So the air finally gave us its first hint of the deliciousness of fall, and it feels somehow like I've been waiting forever for this moment, but also as though it's come so early in the year. My belly has that creamy feeling of hope in it, all rumby and tumbly like something amazing could happen. I love the sensation. I always used to wonder if I'd fall in love that day when I woke up with this feeling. It's like a suspension of gravity, as though someone were turning me upside down again and again, making me sick with giddiness. Or like the feeling of too much laughter or too much pleasure, this richness that swells in the belly and feels like a field of blooms. Anyway, I love it.
I can't believe that a year ago we were watching my grandpa die. But yeah, that's what time of year it is. Has it really been a year? It's so foreign to remember the moments in the house with my aunts and my grandparents as my grandpa slipped away. I was writing at the coffeeshop in Hammond, writing all the time when I wasn't with my family. I got into a chai habit in the afternoons. I was writing on my blog, writing lots of emails to Wendy, writing poetry, writing an academic paper to deliver in NYC. And I think my belly was all creamy then too, b/c it gets that way with the change of seasons, and somehow there were these moments of transcendence that felt so pure like I was floating above everything that was happening, a richness of being so present to these huge occasions -- life, death, destruction, creation -- and I'd cry sometimes over the beauty, the too-muchness of it all. How did we spin round to another year from there?
I guess it was the yoga studio that got me through from there. Healed me, protected me, gave me something really big to do, gave me a community of others to move with. Thing is, it picked up the pace in such a way that where the weeks in Ponchatoula were so slow, these months have ripped by like lightning. It's the excitement of a birth in my life -- my baby studio -- feeding and tending it as I move another way from the life I had chosen. Not much time to slow down.
Now I'm balancing that work with a job at Loyola. And I love that too. The students look different there, if I just stand in the quad and observe them, and I can't figure out how that happens. It's the same sort of different that was there when I was there, that I was part of. There's an artistry to the kids that's bohemian and uplifting and intellectual. It reminds me of me and my friends from that period. It's a quality that's not at Tulane or really at any other school I've attended -- not in such great quantity, at least. But it's here -- like these are the kids who might create magic, who might believe in magic and make great big magical stories of their lives. Why do they come here, though? What draws them? Is it the type of kid who is drawn to NOLA? And if so, why Loyola, why not Tulane?
It seems that every time the season slips its first hitch toward fall, I get nostalgic. The smallest details pop up -- like remembering the crazy shit I wore my freshman year at Loyola (the red, white and gold knee socks, the poet shirts) or balancing on the yellow line of a curb when I walked a certain route to my classes.

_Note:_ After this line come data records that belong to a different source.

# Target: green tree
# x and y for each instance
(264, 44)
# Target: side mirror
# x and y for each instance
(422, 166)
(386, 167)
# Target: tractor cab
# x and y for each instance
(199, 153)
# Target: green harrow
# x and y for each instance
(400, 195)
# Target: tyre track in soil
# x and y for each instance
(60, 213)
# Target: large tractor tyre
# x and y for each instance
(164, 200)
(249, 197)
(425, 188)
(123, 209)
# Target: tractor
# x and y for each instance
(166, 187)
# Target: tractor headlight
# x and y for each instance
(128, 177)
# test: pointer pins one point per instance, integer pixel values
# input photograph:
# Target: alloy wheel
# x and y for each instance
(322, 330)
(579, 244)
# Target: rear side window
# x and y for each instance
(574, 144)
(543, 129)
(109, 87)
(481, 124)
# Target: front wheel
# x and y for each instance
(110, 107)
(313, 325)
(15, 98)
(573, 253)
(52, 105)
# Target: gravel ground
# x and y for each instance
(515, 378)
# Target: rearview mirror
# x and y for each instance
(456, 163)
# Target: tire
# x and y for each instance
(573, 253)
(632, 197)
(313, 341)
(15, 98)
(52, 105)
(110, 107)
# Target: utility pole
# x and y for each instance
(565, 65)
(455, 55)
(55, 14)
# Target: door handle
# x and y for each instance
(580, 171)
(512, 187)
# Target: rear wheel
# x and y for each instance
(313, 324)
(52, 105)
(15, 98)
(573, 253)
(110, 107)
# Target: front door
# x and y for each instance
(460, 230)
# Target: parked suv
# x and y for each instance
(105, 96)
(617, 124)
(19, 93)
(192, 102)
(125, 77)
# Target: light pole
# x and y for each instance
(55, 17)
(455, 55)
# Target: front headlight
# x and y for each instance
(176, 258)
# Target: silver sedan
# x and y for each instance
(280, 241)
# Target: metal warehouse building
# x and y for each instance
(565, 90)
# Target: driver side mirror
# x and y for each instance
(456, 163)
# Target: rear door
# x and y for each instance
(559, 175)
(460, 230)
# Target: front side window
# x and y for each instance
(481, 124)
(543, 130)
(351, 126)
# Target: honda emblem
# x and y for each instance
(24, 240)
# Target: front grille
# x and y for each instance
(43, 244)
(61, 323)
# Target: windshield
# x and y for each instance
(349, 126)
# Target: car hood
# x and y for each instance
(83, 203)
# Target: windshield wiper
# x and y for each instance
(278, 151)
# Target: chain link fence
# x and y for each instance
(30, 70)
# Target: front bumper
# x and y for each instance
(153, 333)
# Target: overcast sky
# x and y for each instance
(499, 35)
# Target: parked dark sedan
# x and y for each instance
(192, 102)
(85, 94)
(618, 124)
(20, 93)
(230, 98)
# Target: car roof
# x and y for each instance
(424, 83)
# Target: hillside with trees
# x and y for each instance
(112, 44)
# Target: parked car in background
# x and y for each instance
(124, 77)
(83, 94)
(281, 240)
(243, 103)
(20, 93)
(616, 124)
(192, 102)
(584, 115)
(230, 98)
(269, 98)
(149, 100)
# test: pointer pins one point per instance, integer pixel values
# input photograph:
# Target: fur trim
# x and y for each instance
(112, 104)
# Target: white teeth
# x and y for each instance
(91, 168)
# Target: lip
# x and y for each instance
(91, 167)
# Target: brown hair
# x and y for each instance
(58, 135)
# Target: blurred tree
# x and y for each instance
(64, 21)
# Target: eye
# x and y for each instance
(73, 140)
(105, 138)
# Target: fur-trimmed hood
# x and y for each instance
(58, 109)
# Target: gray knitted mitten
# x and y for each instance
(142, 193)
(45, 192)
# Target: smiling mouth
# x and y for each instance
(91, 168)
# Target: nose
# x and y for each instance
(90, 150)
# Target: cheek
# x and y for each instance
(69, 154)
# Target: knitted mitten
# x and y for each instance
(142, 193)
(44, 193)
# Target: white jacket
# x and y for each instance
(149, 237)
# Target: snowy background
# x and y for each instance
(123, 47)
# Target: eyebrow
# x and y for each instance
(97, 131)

I remember the faces of people that year whom I may never have met, though their faces formed an impression of the first days I spent at that campus, my first time away from home. Or fall the next year, sitting on a rock in Memphis, inhaling into Mike's shirt. Or in high school -- pep rally days with paper signs taped up on people's lockers, fight slogans against mascots like "the Tors."
But it's also today, the start of some new horizon, and I do miss my grandparents. In 2004, I went with Jesse in the fall to help pick collard greens in my grandpa's field, and the plants were full of aphids. Just picking the green got the aphids under my nails. So gross. But I was standing there, just loving being there, in my grandpa's fields that he had worked, and the slow fall of evening was gorgeous and crisp. Just like it ought to be.